Recommendations for the TCE problem in the south valley area were requested by the Mayor and City Council to provide guidance for designing a performance-based request for proposals (RFP) for remediation alternatives. Additionally, this recommendation is designed to help the city council make critical decisions based on the proposals received from the RFP. It is important to note that the recommendations made in this memo are based on existing factual information only.



Trichloroethylene (TCE), a liquid solvent, currently occurs in eight city drinking water wells. In 1993 when extensive monitoring commenced, only three wells had solvent concentrations above 2 parts per billion. By 1998, all of the eight wells had concentrations above 2 parts per billion. All evidence studied to date indicates the number of wells and the affected area of the aquifer, are growing.



  1. Reduce solvent content in ground water to protect downstream wells from contamination (plume control).

  2. Identify the extent of the "data gap" in the south valley to identify and characterize the sources of contamination.



Detailed mapping of solvent distribution conducted in 1994-1995 as well as the geographic pattern of other wells affected since then, indicates that a steadily lengthening TCE plume occupies a large portion of the aquifer in the southern valley. Although solvent concentrations in wells most affected by the plume have varied since 1993, there is no evidence that concentrations overall are decreasing. Additionally, the geographic pattern of wells affected by increasing concentrations indicates the plume is not dissipating. Using the past six years of analytical records and having a good picture of the hydrology and geology of the area, it is estimated that more than 100 gallons of liquid solvent have already moved past the LDS ballfield. This suggests that the source contains a large quantity of solvent with the potential for continued high concentrations downgradient.

Recommendation 1 above will address the urgent water supply and water quality situation in the south valley. The Forum believes that without plume control the city will have fewer options and less flexibility in where to drill new wells to supply clean drinking water for future demand.
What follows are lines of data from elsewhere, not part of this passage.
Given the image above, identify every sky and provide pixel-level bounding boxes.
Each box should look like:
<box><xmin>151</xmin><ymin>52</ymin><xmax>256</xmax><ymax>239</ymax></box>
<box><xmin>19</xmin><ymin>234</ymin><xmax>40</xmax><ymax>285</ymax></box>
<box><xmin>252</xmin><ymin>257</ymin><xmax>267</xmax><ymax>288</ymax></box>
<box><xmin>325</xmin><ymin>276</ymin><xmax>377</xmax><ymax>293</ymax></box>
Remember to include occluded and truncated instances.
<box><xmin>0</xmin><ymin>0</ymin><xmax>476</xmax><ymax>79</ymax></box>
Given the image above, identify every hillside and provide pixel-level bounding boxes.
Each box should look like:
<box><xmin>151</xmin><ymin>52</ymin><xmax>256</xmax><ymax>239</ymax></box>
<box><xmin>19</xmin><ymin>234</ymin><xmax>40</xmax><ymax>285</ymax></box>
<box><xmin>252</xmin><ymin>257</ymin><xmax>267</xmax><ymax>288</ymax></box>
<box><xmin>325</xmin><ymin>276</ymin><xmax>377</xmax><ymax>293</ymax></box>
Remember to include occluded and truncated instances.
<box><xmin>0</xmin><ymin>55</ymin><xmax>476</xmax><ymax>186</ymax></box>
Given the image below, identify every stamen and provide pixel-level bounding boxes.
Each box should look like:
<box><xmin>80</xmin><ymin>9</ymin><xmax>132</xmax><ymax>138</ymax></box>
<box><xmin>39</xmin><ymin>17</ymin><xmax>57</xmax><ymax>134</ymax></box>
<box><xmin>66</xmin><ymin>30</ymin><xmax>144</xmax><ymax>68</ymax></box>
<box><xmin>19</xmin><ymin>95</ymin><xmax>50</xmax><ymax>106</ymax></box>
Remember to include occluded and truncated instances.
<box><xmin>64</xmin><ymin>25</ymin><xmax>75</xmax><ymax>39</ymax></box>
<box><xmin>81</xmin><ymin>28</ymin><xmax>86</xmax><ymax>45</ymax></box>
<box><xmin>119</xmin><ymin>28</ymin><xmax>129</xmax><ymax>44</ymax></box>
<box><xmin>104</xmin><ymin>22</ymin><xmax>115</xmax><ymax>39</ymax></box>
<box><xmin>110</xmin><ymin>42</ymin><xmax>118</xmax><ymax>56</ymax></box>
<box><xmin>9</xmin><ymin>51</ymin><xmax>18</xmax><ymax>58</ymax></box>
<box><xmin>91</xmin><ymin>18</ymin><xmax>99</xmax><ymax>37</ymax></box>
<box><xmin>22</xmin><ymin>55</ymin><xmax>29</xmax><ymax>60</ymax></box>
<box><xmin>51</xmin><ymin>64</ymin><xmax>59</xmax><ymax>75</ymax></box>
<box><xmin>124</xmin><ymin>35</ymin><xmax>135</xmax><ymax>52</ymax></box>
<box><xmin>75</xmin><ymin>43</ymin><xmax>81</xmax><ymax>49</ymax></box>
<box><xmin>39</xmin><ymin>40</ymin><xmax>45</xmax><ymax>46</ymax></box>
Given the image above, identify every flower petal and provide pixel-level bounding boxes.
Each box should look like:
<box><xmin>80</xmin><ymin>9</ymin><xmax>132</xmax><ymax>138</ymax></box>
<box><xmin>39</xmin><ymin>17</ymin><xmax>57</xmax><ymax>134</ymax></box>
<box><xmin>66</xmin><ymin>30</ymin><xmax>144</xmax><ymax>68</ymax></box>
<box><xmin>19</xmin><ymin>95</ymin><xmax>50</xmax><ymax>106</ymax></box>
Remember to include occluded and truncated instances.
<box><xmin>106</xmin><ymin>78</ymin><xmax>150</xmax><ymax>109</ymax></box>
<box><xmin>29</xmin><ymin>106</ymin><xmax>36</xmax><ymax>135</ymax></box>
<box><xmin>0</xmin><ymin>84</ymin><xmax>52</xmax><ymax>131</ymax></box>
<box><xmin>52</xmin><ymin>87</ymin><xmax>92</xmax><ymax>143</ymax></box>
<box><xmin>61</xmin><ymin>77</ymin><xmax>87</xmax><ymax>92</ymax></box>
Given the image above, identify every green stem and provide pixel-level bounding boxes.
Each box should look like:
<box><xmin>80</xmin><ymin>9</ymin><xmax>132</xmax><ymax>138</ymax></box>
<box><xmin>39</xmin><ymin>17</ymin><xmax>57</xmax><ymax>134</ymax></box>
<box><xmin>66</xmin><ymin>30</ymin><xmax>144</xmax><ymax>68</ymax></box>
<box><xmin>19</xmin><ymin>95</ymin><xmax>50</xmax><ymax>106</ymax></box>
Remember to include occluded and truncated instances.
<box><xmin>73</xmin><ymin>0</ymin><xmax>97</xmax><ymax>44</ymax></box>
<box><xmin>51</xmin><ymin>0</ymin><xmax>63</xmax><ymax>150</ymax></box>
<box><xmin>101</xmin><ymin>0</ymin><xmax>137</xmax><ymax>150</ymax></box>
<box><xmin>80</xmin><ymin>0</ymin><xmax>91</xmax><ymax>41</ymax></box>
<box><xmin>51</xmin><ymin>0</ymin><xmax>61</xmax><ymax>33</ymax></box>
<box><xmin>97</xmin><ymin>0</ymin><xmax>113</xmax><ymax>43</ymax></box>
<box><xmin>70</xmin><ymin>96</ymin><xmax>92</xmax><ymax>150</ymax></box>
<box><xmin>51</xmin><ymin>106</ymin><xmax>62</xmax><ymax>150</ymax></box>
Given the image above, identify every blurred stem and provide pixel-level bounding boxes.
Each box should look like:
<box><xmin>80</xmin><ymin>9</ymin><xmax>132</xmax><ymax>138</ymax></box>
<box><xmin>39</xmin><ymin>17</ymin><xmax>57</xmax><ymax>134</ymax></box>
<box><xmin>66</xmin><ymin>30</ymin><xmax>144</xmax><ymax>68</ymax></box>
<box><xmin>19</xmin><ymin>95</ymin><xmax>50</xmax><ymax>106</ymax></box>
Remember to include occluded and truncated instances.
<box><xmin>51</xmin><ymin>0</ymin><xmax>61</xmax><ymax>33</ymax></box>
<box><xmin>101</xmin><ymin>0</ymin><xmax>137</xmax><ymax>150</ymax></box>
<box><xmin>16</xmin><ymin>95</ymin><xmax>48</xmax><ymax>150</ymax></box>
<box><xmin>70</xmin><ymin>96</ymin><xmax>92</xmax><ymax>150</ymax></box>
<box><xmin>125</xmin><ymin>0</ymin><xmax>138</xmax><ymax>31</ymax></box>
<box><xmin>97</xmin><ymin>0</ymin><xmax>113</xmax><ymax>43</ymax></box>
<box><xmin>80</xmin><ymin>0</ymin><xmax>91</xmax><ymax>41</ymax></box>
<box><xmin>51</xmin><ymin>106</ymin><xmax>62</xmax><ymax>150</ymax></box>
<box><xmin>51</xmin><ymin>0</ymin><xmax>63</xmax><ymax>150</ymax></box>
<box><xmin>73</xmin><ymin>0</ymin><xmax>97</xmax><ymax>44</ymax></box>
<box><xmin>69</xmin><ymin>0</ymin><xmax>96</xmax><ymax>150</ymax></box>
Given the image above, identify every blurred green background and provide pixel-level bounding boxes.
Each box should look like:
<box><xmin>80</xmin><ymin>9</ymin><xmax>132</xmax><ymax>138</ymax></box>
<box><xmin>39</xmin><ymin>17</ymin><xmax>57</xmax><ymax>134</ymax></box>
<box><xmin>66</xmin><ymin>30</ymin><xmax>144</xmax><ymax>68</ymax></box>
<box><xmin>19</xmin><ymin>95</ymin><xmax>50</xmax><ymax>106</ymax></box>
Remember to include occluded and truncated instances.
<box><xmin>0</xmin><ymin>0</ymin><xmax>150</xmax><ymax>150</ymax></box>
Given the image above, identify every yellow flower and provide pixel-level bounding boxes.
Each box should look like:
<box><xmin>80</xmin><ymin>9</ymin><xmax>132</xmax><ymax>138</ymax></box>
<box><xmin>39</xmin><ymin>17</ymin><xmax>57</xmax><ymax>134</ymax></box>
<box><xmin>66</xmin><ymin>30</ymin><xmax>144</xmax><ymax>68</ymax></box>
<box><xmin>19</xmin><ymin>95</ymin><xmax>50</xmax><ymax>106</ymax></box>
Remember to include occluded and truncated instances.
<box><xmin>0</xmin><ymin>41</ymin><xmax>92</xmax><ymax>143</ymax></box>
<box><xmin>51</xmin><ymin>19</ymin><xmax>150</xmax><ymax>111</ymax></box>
Recommendation 2 above reflects the need to develop a long-term remediation strategy based on "source control" which must be predicated on better information which will enable everyone involved to remediate the source. There is evidence to suggest a source other than the landfill, therefore it would be prudent to design a remediation that would take into consideration all sources which, consequently, requires determining if there are other sources present.